Exploitation Strategy:

  • SSRF can be triggered by registering a new client with malicious URLs in parameters like logo_uri, jwks_uri, or sector_identifier_uri.
  • While direct exploitation via request_uris may be mitigated by whitelist controls, supplying a pre-registered, attacker-controlled request_uri can facilitate SSRF during the authorization phase.
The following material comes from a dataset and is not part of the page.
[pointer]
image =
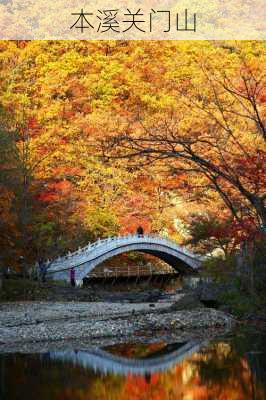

OAuth providers Race Conditions

If the platform you are testing is an OAuth provider read this to test for possible Race Conditions.

Mutable Claims Attack

In OAuth, the sub field uniquely identifies a user, but its format varies by Authorization Server. To standardize user identification, some clients use emails or user handles. However, this is risky because:

  • Some Authorization Servers do not ensure that these properties (like email) remain immutable.
  • In certain implementations—such as “Login with Microsoft”—the client relies on the email field, which is user-controlled by the user in Entra ID and not verified.
  • An attacker can exploit this by creating their own Azure AD organization (e.g., doyensectestorg) and using it to perform a Microsoft login.
  • Even though the Object ID (stored in sub) is immutable and secure, the reliance on a mutable email field can enable an account takeover (for example, hijacking an account like victim@gmail.com).

Client Confusion Attack

In a Client Confusion Attack, an application using the OAuth Implicit Flow fails to verify that the final access token is specifically generated for its own Client ID. An attacker sets up a public website that uses Google’s OAuth Implicit Flow, tricking thousands of users into logging in and thereby harvesting access tokens intended for the attacker’s site. If these users also have accounts on another vulnerable website that does not validate the token’s Client ID, the attacker can reuse the harvested tokens to impersonate the victims and take over their accounts.

Scope Upgrade Attack

The Authorization Code Grant type involves secure server-to-server communication for transmitting user data. However, if the Authorization Server implicitly trusts a scope parameter in the Access Token Request (a parameter not defined in the RFC), a malicious application could upgrade the privileges of an authorization code by requesting a higher scope. After the Access Token is generated, the Resource Server must verify it: for JWT tokens, this involves checking the JWT signature and extracting data such as client_id and scope, while for random string tokens, the server must query the Authorization Server to retrieve the token’s details.

Redirect Scheme Hijacking

In mobile OAuth implementations, apps use custom URI schemes to receive redirects with Authorization Codes. However, because multiple apps can register the same scheme on a device, the assumption that only the legitimate client controls the redirect URI is violated. On Android, for instance, an Intent URI like com.example.app:// oauth is caught based on the scheme and optional filters defined in an app’s intent-filter. Since Android’s intent resolution can be broad—especially if only the scheme is specified—an attacker can register a malicious app with a carefully crafted intent filter to hijack the authorization code. This can enable an account takeover either through user interaction (when multiple apps are eligible to handle the intent) or via bypass techniques that exploit overly specific filters, as detailed by Ostorlab’s assessment flowchart.